The 2014 NSC was held at the Hyatt Regency in Reston, VA on May 24 and 25. Liberal Arts and Sciences Academy from Austin, Texas (Alex Freed, Ben Jones, Arnav Sastry, Nathan Weiser) defeated Western Albemarle High School from Crozet, Virginia (Patrick Andrews, Tim Dodson, Sam Lesemenn, Angela Li, Kelly Missett, Eric Xu) 470-350 in a one-game final to win their first national championship after placing second at the 2013 NSC. In the third place game, St. John’s School (Houston, Texas) defeated Ladue Horton Watkins High School (St.
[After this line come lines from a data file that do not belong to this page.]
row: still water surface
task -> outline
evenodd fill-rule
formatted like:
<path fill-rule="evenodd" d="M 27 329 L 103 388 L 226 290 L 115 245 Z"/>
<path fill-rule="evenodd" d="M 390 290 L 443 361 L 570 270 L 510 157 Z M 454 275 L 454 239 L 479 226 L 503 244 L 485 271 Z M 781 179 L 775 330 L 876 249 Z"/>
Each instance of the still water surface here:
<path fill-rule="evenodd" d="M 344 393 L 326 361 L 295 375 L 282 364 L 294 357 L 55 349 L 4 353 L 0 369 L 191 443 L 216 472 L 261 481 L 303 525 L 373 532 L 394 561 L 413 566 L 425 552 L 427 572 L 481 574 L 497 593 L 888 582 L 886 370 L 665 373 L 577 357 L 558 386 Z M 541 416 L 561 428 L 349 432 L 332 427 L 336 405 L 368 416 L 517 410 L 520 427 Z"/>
Louis, Missouri), last year’s NSC champion, 450-370.  The other top bracket teams, in order of finish, were: High Tech (Lincroft, New Jersey), LASA B (Austin, Texas), Northmont (Clayton, Ohio), and Farragut (Knoxville, Tennessee).

For the first time, PACE awarded small school and junior varsity titles at the NSC.  Cave Spring (Roanoke, Virginia) defeated Mountain Lakes (Mountain Lakes, New Jersey) 310-280 to win the first ever PACE NSC Small School championship.  By virtue of finishing in a higher playoff tier than any other junior varsity school, Wilmington Charter B (Wilmington, Delaware) became the first PACE NSC Junior Varsity champion.


The tournament’s leading scorer was Eric Xu of Western Albemarle, who scored 146 points per game in leading his team to a second-place finish.  The only other scorer to top 100 points per game over the course of the tournament was Sam Blizzard of Northmont, who was also the leading scorer on a top bracket team.  Sam and Eric each captained a team in the All-Star Game, and were joined by Carlo De Guzman (St. John’s), Adam Fine (UChicago Lab), Sean McBride (High Tech), Kai Smith (Farragut), Nathan Weiser (LASA), and Ben Zhang (Ladue).  Eric’s team, the “Beasts of the East” (Eric, Ben, Carlo, and Kai) defeated the “Best of the West” (Sam, Adam, Sean, and Nathan) 490-210 to win $400 for UNICEF, while Sam’s team won $100 for the World Wildlife Fund.

Tournament Field and Results

This was the largest NSC in history, featuring 96 teams from 76 schools in 3 countries.  Teams were split into 12 preliminary brackets of 8 teams each, with the top two in each bracket advancing to the top tier of the playoffs, where they played in 4 brackets of 6.  This was the first NSC to have teams attend from outside North America, with Shanghai American Puxi and Singapore American School both attending.  Full statistics for the tournament can be found on the HSQB database at http://www.hsquizbowl.org/db/tournaments/1679/stats/final_standings/.


The Benjamin Cooper Award was presented to Jeff Hoppes for his work with NAQT, as well as his outreach work in Northern California. The Young Ambassador Cooper Award was given to Matt Bollinger of the University of Virginia.  LASA A became the first team since State College in 2011 to win both the PACE NSC and the NAQT HSNCT.  LASA B was the highest-finishing B team, tying their sixth-place finish from last year.  The highest-finishing team competing at NSC for the first time was Western Albemarle, placing second.